Soc. 26 janv. 2016, FS-P+B, n° 14-15.360

Prenant acte de la rupture de son contrat de travail aux torts de son employeur, une salariée avait saisi une juridiction prud’homale. Devant la cour d’appel, l’employeur produisit aux débats une pièce qui reprenait un échange de messages électroniques reçus par l’employée. Cette pièce fut cependant écartée par la juridiction d’appel au motif que, bien que provenant de l’ordinateur professionnel mis à la disposition de la salariée, cet échange de courriels provenait de la messagerie personnelle de la salariée et émanait d’adresses non professionnelles, de sorte que sa production aux débats avait porté atteinte au secret des correspondances.

C’est ce que contestait l’employeur devant la Cour de cassation. Il soutenait que les dossiers et fichiers créés par un salarié grâce à l’outil informatique mis à sa disposition par son employeur pour l’exécution de son travail sont présumés, avoir un caractère professionnel, sauf si le salarié les identifie comme étant personnels. Or, les courriels et fichiers intégrés dans le disque dur de l’ordinateur mis à disposition du salarié par l’employeur ne sont pas identifiés comme personnels du seul fait qu’ils sont émis depuis ou vers la messagerie électronique personnelle du salarié. Dès lors, en écartant des débats la pièce produite par l’employeur, la cour d’appel aurait violé les articles 9 du code civil et 9 du code de procédure civile.

Rejetant l’argumentation du demandeur, la Cour de cassation relève que les messages électroniques litigieux provenaient de la messagerie personnelle de la salariée qui était distincte de la messagerie professionnelle dont celle-ci disposait pour les besoins de son activité.

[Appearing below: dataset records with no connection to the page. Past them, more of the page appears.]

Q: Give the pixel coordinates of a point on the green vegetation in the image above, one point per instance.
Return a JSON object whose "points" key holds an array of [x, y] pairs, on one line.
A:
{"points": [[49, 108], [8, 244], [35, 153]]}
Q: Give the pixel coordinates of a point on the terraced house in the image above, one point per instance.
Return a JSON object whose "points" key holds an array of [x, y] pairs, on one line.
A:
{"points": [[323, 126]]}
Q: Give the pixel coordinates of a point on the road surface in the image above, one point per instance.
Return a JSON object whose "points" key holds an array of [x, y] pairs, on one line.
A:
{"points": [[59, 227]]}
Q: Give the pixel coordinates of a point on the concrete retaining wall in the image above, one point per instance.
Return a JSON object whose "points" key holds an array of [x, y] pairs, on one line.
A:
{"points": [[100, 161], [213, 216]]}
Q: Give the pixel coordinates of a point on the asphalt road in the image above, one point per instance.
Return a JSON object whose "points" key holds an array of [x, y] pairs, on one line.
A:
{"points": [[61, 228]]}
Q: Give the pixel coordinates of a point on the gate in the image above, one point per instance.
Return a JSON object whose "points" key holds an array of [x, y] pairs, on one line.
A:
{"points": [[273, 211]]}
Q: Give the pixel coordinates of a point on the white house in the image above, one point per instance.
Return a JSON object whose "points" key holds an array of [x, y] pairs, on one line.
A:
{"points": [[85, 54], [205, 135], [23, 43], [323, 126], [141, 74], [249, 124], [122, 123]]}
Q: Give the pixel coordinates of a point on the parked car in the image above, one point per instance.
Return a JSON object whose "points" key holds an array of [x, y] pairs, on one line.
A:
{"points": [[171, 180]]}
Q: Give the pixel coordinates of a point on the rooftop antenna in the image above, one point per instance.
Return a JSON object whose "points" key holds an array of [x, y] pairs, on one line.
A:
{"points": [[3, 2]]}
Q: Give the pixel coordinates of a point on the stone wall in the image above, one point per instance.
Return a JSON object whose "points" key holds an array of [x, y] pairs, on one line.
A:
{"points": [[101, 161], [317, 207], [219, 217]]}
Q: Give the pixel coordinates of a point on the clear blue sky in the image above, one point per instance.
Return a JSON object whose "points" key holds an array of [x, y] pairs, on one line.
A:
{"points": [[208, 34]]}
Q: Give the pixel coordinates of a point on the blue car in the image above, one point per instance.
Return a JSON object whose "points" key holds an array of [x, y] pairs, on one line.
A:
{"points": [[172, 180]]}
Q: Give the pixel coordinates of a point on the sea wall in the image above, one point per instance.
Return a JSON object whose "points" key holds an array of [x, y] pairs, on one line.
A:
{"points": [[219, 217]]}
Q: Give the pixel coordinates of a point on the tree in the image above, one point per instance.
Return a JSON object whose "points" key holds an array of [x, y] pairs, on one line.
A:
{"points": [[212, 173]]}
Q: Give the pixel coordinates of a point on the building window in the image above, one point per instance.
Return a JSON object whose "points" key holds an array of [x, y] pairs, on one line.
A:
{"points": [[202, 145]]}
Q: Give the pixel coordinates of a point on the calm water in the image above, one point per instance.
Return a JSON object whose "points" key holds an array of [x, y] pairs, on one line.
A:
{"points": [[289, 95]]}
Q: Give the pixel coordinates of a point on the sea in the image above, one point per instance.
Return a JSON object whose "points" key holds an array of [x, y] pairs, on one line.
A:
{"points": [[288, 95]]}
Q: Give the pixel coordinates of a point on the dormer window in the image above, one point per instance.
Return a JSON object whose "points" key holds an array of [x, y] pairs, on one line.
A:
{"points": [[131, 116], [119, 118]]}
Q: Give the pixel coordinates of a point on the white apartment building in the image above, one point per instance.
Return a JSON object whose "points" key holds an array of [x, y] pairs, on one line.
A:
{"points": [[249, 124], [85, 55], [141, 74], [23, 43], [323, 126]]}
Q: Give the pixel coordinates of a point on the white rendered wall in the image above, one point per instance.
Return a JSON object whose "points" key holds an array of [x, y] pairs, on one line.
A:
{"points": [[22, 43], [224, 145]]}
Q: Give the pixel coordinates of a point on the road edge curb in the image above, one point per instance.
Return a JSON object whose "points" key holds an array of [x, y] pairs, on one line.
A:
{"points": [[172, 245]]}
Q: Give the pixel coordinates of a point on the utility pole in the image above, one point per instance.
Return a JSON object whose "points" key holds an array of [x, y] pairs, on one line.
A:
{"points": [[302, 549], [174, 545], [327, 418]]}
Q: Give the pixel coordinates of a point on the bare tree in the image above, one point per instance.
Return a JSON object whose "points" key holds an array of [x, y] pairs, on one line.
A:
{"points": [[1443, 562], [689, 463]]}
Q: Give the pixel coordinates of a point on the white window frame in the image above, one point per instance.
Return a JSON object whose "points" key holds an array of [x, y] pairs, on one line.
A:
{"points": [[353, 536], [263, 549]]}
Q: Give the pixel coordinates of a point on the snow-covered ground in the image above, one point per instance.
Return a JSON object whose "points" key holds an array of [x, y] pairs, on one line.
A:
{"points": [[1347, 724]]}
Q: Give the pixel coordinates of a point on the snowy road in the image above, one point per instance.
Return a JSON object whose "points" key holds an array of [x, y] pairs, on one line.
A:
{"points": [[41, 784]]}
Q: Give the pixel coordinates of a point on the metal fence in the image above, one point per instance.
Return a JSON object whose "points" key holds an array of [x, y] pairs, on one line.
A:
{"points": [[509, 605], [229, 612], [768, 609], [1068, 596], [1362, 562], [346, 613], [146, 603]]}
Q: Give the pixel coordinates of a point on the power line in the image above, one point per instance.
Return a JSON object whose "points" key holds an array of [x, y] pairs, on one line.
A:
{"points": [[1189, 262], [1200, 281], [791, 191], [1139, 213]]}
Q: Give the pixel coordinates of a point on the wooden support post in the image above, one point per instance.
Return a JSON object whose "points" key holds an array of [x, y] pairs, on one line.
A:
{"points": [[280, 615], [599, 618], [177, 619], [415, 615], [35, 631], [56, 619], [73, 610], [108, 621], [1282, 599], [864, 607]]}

Il en résultait que ces messages électroniques devaient être écartés des débats en ce que leur production en justice portait atteinte au secret des correspondances.

Sur ce point, le principe qui domine est celui de la protection de la vie privée telle qu’elle est garantie par l’article 9 du code civil. Le salarié a droit, même au temps et au lieu de travail, au respect de l’intimité de sa vie privée, ce qui implique en particulier la protection du secret de ses correspondances. Ce respect n’a toutefois pas à être absolu puisque l’employeur peut, sous certaines conditions, accéder aux fichiers contenus dans l’ordinateur mis à la disposition du salarié. Il ressort en effet de la jurisprudence que l’employeur peut, d’une part, consulter tous les fichiers qui ne sont pas identifiés comme personnels dans l’ordinateur en question et, d’autre part, consulter les fichiers identifiés comme tels sous réserve d’être en présence du salarié ou en cas de risque ou d’événement particulier.

S’agissant des messages électroniques, il a été plus spécifiquement précisé que les courriels adressés ou reçus par le salarié à l’aide de l’outil informatique mis à sa disposition par l’employeur pour les besoins de son travail sont présumés avoir un caractère professionnel, ce qui donne à l’employeur le droit de les ouvrir hors la présence de l’intéressé, sauf s’ils sont identifiés comme personnels. En l’espèce, la discussion que l’employeur a tenté de produire en justice provenait de messages électroniques échangés sur la messagerie personnelle du salarié et non sur sa messagerie professionnelle. Aussi le demandeur à la cassation prétendait-il qu’une telle considération était indifférente dès lors que ces courriels étaient contenus dans l’ordinateur mis à disposition du salarié. En rejetant le pourvoi, la Cour de cassation indique que ce n’est pas tant le fait que ces messages soient contenus dans l’ordinateur mis à disposition du salarié qui importe que la nature de la messagerie dans laquelle ils sont contenus. Dès lors que ces courriels proviennent de la messagerie personnelle du salarié, l’employeur ne peut les intercepter et les produire en justice sans violer le secret des correspondances.